A tavern as old as Milwaukee is looking for a new owner to write its next chapter.

Joseph G. Halser III owned and operated Landmark 1850 Inn from 1983 until his passing in 2022, when the bar closed.

The 10.6-acre site, located at 5905 S. Howell Ave. across from Milwaukee Mitchell International Airport, is now for sale for $5 million.

The listing from Halser’s family includes the two-story Cream City brick building that housed the bar, a former trucking building Halser used historic objects to repurpose into The Terminal beer garden and event venue, a wood-frame building that previously housed the Port of Hamburg bar, a garage that sits on its own parcel and lots of open land.

“Any and all transportation businesses would have frontage on busy S. Howell Avenue, as well as being adjacent to Mitchell Field, and lots of room,” wrote listing broker Tom Thiessen of Century 21 Pierce Realty. The bar could be separated from the other parcels, which Halser assembled over time.

Halser, who passed away at the age of 80, was a teacher, inventor and entrepreneur who renovated the Cream City brick tavern into a bar that was a draw for locals and visitors alike with nearly two dozen beers on tap. Its interior mirrors the Italianate style of the building’s exterior, with a wood-carved bar and tin ceiling.

The exact date of the tavern’s construction depends on which source you trust. Halser, as indicated by the bar’s name, favored 1850, four years after the city was founded. The authors of the 2021 book “Germans in Milwaukee,” Jill Florence Lackey and Rick Petrie, suggest the late 1840s. A National Register of Historic Places nomination from 1987 estimates a date between 1862 and 1869 based on the building style and a search of other records.

“An exhaustive search of the deeds, tax records, mortgages, old maps, newspaper accounts and published histories failed to provide a definitive construction date,” wrote nomination preparer Les Vollmert of the Department of City Development. “Two buildings are known to have stood on the site by 1858, but it is impossible to know for sure if they included the present structure or included earlier buildings.”

There is agreement that it was known as the New Coeln House, a reference to the since-annexed Village of New Coeln where it was built. Multiple historical accounts note that the structure, a central hub in the German farming community, played host to those making the journey on horse or early automobile between Milwaukee and Racine.

Later guests included those making use of the airport or traveling through town, including professional wrestlers.

The tavern has also been known as Deuster’s Saloon and has had a series of additions that were constructed and removed.

Halser had an eye for history beyond the bar and accumulated a large collection of historical artifacts that were on display in The Terminal. The pieces, which included items from the Wisconsin Hotel, Schlitz BreweryPlankinton ArcadeAvalon Theater, St. John’s Cathedral and Allen Bradley, were auctioned off in February.
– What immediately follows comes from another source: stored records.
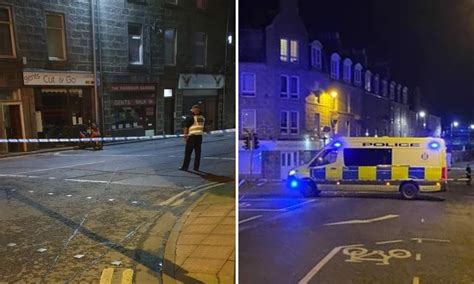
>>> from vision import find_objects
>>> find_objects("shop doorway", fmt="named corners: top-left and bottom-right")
top-left (165, 97), bottom-right (175, 134)
top-left (3, 104), bottom-right (23, 152)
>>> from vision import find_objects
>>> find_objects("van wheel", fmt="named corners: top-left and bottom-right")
top-left (400, 182), bottom-right (419, 200)
top-left (300, 180), bottom-right (320, 198)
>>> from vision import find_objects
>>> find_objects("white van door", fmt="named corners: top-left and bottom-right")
top-left (280, 152), bottom-right (300, 180)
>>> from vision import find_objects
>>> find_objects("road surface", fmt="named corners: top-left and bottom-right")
top-left (0, 133), bottom-right (235, 283)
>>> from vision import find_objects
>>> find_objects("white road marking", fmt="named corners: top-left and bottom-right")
top-left (239, 199), bottom-right (316, 212)
top-left (239, 215), bottom-right (263, 225)
top-left (203, 157), bottom-right (235, 161)
top-left (0, 174), bottom-right (27, 178)
top-left (298, 244), bottom-right (362, 284)
top-left (324, 214), bottom-right (399, 226)
top-left (16, 161), bottom-right (106, 175)
top-left (411, 238), bottom-right (451, 244)
top-left (375, 240), bottom-right (403, 245)
top-left (65, 178), bottom-right (108, 183)
top-left (160, 182), bottom-right (217, 206)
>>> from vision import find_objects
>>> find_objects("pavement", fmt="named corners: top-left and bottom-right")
top-left (239, 178), bottom-right (474, 284)
top-left (0, 133), bottom-right (235, 284)
top-left (163, 183), bottom-right (235, 284)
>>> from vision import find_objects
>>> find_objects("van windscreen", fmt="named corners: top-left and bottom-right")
top-left (344, 148), bottom-right (392, 167)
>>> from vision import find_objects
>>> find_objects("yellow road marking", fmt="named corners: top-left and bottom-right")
top-left (100, 268), bottom-right (114, 284)
top-left (122, 269), bottom-right (133, 284)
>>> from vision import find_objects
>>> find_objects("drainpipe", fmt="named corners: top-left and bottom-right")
top-left (91, 0), bottom-right (99, 125)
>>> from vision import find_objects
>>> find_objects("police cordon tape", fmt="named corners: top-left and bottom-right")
top-left (0, 128), bottom-right (235, 143)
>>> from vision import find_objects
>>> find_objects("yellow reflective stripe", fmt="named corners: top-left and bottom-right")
top-left (425, 167), bottom-right (441, 180)
top-left (326, 166), bottom-right (342, 180)
top-left (359, 167), bottom-right (377, 180)
top-left (392, 166), bottom-right (408, 180)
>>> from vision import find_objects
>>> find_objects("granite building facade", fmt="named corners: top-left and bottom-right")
top-left (0, 0), bottom-right (235, 152)
top-left (239, 0), bottom-right (440, 179)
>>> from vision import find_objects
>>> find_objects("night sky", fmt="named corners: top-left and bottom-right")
top-left (239, 0), bottom-right (474, 124)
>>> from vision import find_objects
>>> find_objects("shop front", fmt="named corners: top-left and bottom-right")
top-left (0, 88), bottom-right (27, 153)
top-left (108, 85), bottom-right (156, 137)
top-left (23, 71), bottom-right (94, 147)
top-left (178, 74), bottom-right (225, 131)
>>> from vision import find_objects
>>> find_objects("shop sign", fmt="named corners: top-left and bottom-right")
top-left (23, 71), bottom-right (94, 86)
top-left (112, 99), bottom-right (155, 106)
top-left (109, 85), bottom-right (156, 93)
top-left (178, 74), bottom-right (225, 89)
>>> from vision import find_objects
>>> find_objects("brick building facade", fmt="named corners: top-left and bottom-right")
top-left (239, 0), bottom-right (439, 179)
top-left (0, 0), bottom-right (235, 152)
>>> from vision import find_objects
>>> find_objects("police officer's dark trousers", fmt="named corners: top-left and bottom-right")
top-left (182, 135), bottom-right (202, 170)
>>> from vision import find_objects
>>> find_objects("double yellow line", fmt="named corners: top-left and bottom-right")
top-left (100, 268), bottom-right (133, 284)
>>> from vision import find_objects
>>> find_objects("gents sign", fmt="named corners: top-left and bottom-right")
top-left (109, 85), bottom-right (156, 93)
top-left (23, 71), bottom-right (94, 86)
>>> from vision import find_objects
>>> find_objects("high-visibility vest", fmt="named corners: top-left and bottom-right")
top-left (189, 115), bottom-right (205, 135)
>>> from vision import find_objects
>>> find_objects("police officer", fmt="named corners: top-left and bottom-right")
top-left (466, 164), bottom-right (471, 185)
top-left (179, 105), bottom-right (205, 171)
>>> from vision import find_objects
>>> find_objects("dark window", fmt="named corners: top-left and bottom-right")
top-left (128, 24), bottom-right (143, 65)
top-left (344, 149), bottom-right (392, 167)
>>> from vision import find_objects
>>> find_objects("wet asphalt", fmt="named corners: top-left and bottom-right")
top-left (0, 133), bottom-right (235, 283)
top-left (239, 178), bottom-right (474, 283)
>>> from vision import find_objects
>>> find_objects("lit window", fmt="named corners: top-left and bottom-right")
top-left (374, 74), bottom-right (380, 95)
top-left (196, 0), bottom-right (207, 9)
top-left (240, 109), bottom-right (257, 132)
top-left (128, 24), bottom-right (143, 65)
top-left (290, 76), bottom-right (300, 99)
top-left (0, 6), bottom-right (16, 58)
top-left (290, 111), bottom-right (300, 135)
top-left (240, 73), bottom-right (256, 97)
top-left (331, 53), bottom-right (341, 79)
top-left (365, 70), bottom-right (372, 92)
top-left (164, 29), bottom-right (176, 65)
top-left (46, 13), bottom-right (66, 61)
top-left (194, 32), bottom-right (207, 67)
top-left (280, 111), bottom-right (290, 135)
top-left (354, 63), bottom-right (362, 86)
top-left (311, 41), bottom-right (323, 69)
top-left (342, 58), bottom-right (352, 83)
top-left (280, 75), bottom-right (289, 99)
top-left (280, 38), bottom-right (288, 62)
top-left (290, 40), bottom-right (299, 63)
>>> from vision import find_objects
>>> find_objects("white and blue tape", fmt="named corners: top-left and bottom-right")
top-left (0, 128), bottom-right (235, 143)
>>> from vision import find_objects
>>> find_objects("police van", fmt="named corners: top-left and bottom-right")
top-left (287, 137), bottom-right (448, 199)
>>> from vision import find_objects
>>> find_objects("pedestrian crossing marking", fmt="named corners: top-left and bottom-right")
top-left (122, 269), bottom-right (133, 284)
top-left (100, 268), bottom-right (133, 284)
top-left (100, 268), bottom-right (114, 284)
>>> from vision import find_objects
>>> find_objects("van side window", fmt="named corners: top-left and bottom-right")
top-left (344, 148), bottom-right (392, 167)
top-left (309, 149), bottom-right (337, 167)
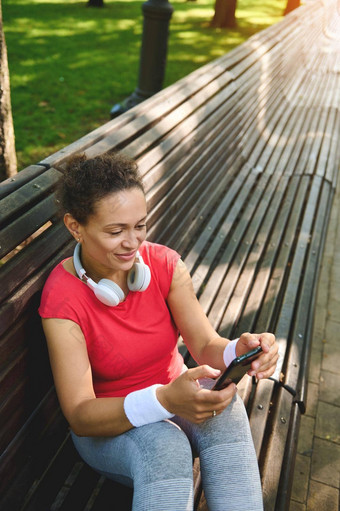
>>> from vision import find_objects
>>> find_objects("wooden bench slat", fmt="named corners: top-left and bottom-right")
top-left (0, 222), bottom-right (71, 303)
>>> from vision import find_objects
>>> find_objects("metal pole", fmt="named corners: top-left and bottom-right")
top-left (110, 0), bottom-right (173, 119)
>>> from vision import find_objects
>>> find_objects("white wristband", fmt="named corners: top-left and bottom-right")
top-left (124, 384), bottom-right (174, 428)
top-left (223, 339), bottom-right (238, 367)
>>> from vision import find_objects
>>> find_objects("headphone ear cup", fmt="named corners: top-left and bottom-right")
top-left (93, 279), bottom-right (125, 307)
top-left (128, 263), bottom-right (151, 291)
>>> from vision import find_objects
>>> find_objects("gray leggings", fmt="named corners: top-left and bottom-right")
top-left (72, 395), bottom-right (263, 511)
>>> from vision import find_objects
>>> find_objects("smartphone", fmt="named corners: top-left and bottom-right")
top-left (212, 346), bottom-right (262, 390)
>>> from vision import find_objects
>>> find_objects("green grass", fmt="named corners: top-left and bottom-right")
top-left (2, 0), bottom-right (285, 169)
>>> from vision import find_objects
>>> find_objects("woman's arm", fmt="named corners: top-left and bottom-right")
top-left (42, 318), bottom-right (133, 436)
top-left (168, 260), bottom-right (278, 378)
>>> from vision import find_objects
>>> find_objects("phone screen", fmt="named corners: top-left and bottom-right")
top-left (212, 346), bottom-right (262, 390)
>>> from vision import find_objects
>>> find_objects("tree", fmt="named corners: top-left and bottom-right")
top-left (0, 0), bottom-right (17, 181)
top-left (211, 0), bottom-right (237, 28)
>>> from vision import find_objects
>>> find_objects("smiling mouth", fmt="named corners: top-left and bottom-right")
top-left (116, 250), bottom-right (136, 260)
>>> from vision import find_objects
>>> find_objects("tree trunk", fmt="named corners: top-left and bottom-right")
top-left (0, 0), bottom-right (17, 181)
top-left (283, 0), bottom-right (301, 15)
top-left (211, 0), bottom-right (237, 28)
top-left (87, 0), bottom-right (104, 7)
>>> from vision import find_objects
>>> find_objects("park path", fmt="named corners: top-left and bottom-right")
top-left (290, 165), bottom-right (340, 511)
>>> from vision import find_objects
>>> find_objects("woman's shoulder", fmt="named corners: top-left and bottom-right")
top-left (139, 241), bottom-right (181, 263)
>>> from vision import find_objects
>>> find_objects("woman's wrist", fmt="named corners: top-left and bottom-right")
top-left (124, 384), bottom-right (174, 427)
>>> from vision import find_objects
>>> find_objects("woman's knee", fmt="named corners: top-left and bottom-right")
top-left (134, 421), bottom-right (193, 483)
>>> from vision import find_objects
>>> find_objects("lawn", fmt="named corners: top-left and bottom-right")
top-left (2, 0), bottom-right (286, 169)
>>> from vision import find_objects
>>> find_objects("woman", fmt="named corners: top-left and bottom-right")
top-left (39, 154), bottom-right (278, 511)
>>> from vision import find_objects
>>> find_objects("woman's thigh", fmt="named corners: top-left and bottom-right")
top-left (72, 421), bottom-right (193, 486)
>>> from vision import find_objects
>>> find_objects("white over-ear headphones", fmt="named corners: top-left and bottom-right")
top-left (73, 243), bottom-right (151, 307)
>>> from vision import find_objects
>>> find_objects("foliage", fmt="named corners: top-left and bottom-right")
top-left (3, 0), bottom-right (285, 168)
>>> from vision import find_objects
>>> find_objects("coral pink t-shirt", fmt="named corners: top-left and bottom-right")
top-left (39, 241), bottom-right (183, 397)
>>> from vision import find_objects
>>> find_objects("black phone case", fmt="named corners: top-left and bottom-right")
top-left (212, 346), bottom-right (262, 390)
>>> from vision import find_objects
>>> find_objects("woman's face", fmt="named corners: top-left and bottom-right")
top-left (79, 188), bottom-right (147, 275)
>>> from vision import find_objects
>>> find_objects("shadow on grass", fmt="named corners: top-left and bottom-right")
top-left (3, 0), bottom-right (282, 168)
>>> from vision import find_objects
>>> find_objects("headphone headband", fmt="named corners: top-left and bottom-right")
top-left (73, 243), bottom-right (151, 307)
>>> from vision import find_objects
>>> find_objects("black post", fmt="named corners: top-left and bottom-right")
top-left (110, 0), bottom-right (173, 119)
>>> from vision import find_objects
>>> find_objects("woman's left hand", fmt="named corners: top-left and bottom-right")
top-left (236, 333), bottom-right (279, 380)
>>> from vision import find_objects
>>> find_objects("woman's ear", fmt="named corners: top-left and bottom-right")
top-left (64, 213), bottom-right (81, 242)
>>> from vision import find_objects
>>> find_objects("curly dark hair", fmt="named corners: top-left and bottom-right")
top-left (56, 152), bottom-right (145, 225)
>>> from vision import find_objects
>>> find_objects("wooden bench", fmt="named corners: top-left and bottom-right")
top-left (0, 0), bottom-right (340, 511)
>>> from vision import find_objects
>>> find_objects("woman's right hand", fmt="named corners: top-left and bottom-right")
top-left (157, 365), bottom-right (237, 424)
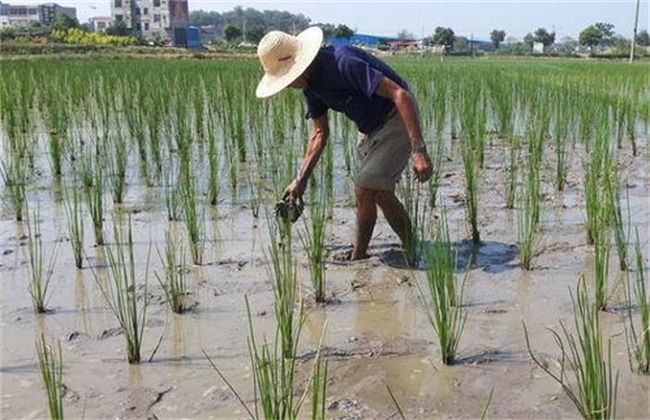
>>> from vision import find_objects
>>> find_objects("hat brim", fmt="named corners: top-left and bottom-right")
top-left (255, 26), bottom-right (323, 98)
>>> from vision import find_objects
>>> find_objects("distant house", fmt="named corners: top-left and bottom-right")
top-left (0, 2), bottom-right (77, 27)
top-left (327, 34), bottom-right (399, 48)
top-left (90, 16), bottom-right (113, 32)
top-left (0, 3), bottom-right (40, 27)
top-left (111, 0), bottom-right (187, 46)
Is It Actually Milwaukee’s Oldest Bar?

Want a good bar debate topic? Try asking your friends or those warming the bar stool next to you what actually makes a bar the oldest in Milwaukee?

Oldest based on being first used as a tavern? That would still be Landmark 1850. But it hasn’t operated continuously, including a nearly four-year period that ended in 2011 after Halser made a series of repairs to the space.

Oldest tavern still actively being used as a tavern? That would be the 1873 Puddler’s Hall in Bay View.

Oldest tavern continuously used as a tavern? That would be The Uptowner in Riverwest, which opened in 1884 and survived prohibition by selling “medicinal alcohol.”